ALTAMONTE SPRINGS, FL. A state inspector walked into No 1 Chinese Food at 931 SR 434 N on May 5 and found employees who were not reporting illness symptoms and had no written health policy requiring them to do so, two of the most direct routes by which a food worker transmits Norovirus to every customer who orders that day.
The inspector documented eight high-severity violations and two intermediate violations before leaving. The restaurant was not closed.
What Inspectors Found
The illness reporting violations sit at the top of the list because they are systemic, not situational. A cracked floor tile is a maintenance problem. An employee who does not know they are required to report nausea, diarrhea, or vomiting before handling food is a policy problem, and it affects every shift.
Two separate handwashing violations were cited: employees were not washing their hands adequately, and those who did wash were using improper technique. Both were flagged as high-severity. Together they describe a kitchen where the most basic contamination barrier is not functioning.
Toxic chemicals were found improperly stored or labeled near food. The inspector also cited food contact surfaces that were not properly cleaned or sanitized, a condition that creates a direct transfer route from one food item to the next. Shellfish identification records were inadequate, meaning the origin of any shellfish served could not be traced.
What These Violations Mean
The combination of no health policy and employees not reporting illness is not a paperwork problem. Norovirus, the leading cause of foodborne illness outbreaks in the United States, spreads almost entirely through infected food handlers who work while symptomatic. A written policy requiring workers to report and stay home is the primary structural defense against that. No 1 Chinese Food did not have one on May 5.
The two handwashing violations compound that risk. Improper technique, specifically washing for too short a time or skipping steps, leaves pathogens on hands even after a worker makes an attempt. When food contact surfaces are also not properly sanitized, there is no secondary checkpoint. Contamination introduced at the handwashing stage moves directly to cutting boards, utensils, and plates.
The shellfish traceability violation carries a different kind of risk. Shellfish consumed raw or lightly cooked, including oysters, clams, and mussels, are among the highest-risk foods in any restaurant kitchen. Without shell stock identification records, there is no way to connect a sick customer to a specific harvest lot or supplier if an outbreak investigation begins.

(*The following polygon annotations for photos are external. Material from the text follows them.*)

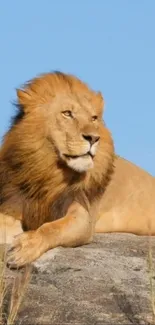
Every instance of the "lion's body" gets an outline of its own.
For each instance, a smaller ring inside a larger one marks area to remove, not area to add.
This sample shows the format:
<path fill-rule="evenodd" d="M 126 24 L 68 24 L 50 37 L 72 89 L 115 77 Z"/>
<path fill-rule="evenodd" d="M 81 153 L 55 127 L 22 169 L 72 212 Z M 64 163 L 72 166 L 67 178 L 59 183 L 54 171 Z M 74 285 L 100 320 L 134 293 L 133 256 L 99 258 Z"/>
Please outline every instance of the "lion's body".
<path fill-rule="evenodd" d="M 95 231 L 155 235 L 155 180 L 115 155 L 101 95 L 61 73 L 17 94 L 0 152 L 0 229 L 8 241 L 24 230 L 9 263 L 89 243 Z"/>

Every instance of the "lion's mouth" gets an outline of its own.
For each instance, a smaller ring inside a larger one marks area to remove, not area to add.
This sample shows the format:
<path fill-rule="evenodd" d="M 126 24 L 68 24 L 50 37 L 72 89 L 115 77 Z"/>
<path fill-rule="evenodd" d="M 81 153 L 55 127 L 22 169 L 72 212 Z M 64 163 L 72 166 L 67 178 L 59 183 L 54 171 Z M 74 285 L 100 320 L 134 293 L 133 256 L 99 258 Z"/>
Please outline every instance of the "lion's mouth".
<path fill-rule="evenodd" d="M 94 158 L 94 156 L 91 154 L 90 151 L 88 151 L 87 153 L 85 153 L 83 155 L 68 155 L 68 154 L 64 154 L 64 156 L 67 159 L 77 159 L 77 158 L 85 158 L 85 157 L 91 157 L 92 159 Z"/>

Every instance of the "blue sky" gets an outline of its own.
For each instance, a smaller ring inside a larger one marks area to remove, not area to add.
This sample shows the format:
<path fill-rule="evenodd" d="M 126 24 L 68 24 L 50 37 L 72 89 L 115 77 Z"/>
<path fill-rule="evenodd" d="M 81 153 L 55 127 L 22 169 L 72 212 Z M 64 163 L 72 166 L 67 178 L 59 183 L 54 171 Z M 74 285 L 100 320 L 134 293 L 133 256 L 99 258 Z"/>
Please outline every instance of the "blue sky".
<path fill-rule="evenodd" d="M 155 175 L 154 17 L 154 0 L 0 0 L 0 138 L 15 88 L 62 70 L 101 90 L 117 153 Z"/>

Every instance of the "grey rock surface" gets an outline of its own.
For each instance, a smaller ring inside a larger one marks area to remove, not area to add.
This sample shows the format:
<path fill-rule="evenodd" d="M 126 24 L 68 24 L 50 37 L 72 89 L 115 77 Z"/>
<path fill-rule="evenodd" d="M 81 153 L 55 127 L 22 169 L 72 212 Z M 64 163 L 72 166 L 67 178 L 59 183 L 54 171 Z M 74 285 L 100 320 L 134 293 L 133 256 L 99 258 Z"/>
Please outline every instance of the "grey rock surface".
<path fill-rule="evenodd" d="M 154 255 L 155 238 L 151 245 Z M 102 234 L 47 252 L 33 263 L 17 324 L 151 324 L 148 251 L 148 237 Z"/>

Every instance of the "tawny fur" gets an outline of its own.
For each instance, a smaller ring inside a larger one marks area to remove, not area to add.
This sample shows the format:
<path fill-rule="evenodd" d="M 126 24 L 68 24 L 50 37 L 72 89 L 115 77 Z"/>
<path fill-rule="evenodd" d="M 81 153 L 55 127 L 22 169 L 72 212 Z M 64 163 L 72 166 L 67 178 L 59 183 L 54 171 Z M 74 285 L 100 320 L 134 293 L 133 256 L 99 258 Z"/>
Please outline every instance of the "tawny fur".
<path fill-rule="evenodd" d="M 8 263 L 22 266 L 56 246 L 89 243 L 95 231 L 154 235 L 155 180 L 115 155 L 101 94 L 55 72 L 17 96 L 0 152 L 0 230 L 8 242 L 24 233 Z"/>

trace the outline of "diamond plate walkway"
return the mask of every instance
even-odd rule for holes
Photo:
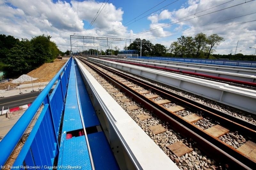
[[[60,148],[58,169],[119,169],[74,60]]]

Toxic chemicals stored improperly near food can cause acute poisoning through direct contamination or mislabeling. It is among the fastest-acting food safety failures, with effects that can appear within minutes of consumption.
The Longer Record
The May 5 inspection did not represent a new low for this restaurant. It represented the continuation of a pattern that state records show stretching back years.
No 1 Chinese Food has accumulated 296 total violations across 29 inspections on record. Every single inspection in the eight most recent visits before May 5 included at least four high-severity violations. The May 2023 inspection produced nine high-severity violations and four intermediate violations, the worst single visit in the recent history. The restaurant has not had a clean inspection in recent memory.
The facility was emergency-closed twice in 2018, both times for roach activity. The first closure came March 26 of that year; the restaurant was allowed to reopen the following day. A second emergency closure followed on April 11, less than three weeks later, again for roaches, and again with a one-day turnaround before reopening.
The November 2025 inspection, the most recent before May 5, found five high-severity violations. The March 2025 inspection before that found five more. The July 2024 inspection found six. In eight consecutive documented inspections spanning roughly three years, the violation count in the high-severity category never dropped below four.
Still Open
Florida's emergency closure authority is triggered when an inspector determines that conditions pose an immediate threat to public health. Eight high-severity violations, including sick workers with no reporting protocol and chemicals stored near food, did not meet that threshold on May 5 at this location.
The restaurant at 931 SR 434 N remained open after the inspector left.
Customers who ate there that day had no way of knowing that the workers serving their food were operating without a health policy, that handwashing in the kitchen had been flagged as both inadequate and improperly performed, or that the shellfish on the menu could not be traced to a specific source if anyone got sick.
The record shows 296 violations over 29 inspections. The doors were open.